Actuellement, Dyngus pour la plupart des gens c’est une occasion de s’amuser au sein de la famille et avec des amis, toutefois il y a des gens qui ne connaissent pas de limites. Ce sont en général des groupes de garçons qui envahissent les villes en versant de l’eau sur n’importe qui; à cause de cela les gens ont peur de sortir de chez eux. Alors, il est difficile d’établir si c'est vraiment une tradition qui est suivie par les adolescents.

Œmigus Dyngus  tire son origine de la magie de la vie et de la fécondité, en plus c’était une sorte de flirt. Cependant les dyngus modernes n’ont pas de sens symbolique ou amoureux, c’est plutôt l’agression. Dans les villes dyngus a réapparu dans les années 80 quand l’ambiance était favorable aux révoltes. Ces bandes de garçons n’ont rien de commun avec les anciennes traditions du peuple. Elles ressemblent plutôt au public de stade pendant les matchs de football..

Heureusement, la majorité des jeunes passent raisonnablement le lundi de Pâques en s’amusant comme autrefois le faisaient leurs ancêtres.
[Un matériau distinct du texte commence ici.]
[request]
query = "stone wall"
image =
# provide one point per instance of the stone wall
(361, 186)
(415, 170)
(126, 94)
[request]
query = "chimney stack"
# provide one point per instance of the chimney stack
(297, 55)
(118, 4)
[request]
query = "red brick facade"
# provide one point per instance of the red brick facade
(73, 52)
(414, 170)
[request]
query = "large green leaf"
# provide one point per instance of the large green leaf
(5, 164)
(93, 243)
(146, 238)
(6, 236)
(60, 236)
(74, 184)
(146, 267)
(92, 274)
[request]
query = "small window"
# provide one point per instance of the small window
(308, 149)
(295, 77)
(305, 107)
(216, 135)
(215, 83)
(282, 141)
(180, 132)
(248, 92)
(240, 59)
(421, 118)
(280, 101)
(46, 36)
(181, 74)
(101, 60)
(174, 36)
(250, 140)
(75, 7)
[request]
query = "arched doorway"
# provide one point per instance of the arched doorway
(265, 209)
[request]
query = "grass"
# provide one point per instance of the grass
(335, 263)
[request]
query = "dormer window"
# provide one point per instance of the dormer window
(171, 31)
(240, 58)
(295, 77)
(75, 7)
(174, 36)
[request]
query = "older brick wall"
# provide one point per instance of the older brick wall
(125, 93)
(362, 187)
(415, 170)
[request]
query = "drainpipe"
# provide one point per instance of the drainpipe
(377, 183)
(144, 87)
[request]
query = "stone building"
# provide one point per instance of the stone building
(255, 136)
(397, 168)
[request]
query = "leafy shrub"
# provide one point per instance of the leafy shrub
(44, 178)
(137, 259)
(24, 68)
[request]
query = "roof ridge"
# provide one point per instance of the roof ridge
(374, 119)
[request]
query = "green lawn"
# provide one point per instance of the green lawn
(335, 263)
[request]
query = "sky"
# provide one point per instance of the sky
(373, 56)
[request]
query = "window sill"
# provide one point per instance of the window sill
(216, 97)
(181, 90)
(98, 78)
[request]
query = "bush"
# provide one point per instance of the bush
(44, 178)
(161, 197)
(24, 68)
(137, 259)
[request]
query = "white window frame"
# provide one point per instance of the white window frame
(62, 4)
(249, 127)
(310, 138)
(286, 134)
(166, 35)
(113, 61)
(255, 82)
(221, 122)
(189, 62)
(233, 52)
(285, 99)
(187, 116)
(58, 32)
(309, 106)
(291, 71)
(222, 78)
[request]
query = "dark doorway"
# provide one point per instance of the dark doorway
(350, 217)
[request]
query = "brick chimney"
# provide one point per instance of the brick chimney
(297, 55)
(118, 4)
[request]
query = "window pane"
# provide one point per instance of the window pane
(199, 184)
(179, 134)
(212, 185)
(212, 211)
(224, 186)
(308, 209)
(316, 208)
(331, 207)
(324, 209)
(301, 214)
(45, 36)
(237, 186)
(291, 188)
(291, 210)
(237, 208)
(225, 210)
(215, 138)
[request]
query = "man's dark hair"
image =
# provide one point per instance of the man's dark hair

Sans doute ils se souviennent du moins de Dyngus quand ils se sont réveillés tôt pour arriver à verser de l’eau sur les membres de leur famille. Celui qui a réussi à attraper quelqu'un dormant encore dans son lit, inconscient d'une telle surprise et à bien le mouiller, a remporté une grande victoire

Alors n’oublions pas que pour celui qui sera bien mouillé le lundi de Pâques, le bonheur ne manquera pas.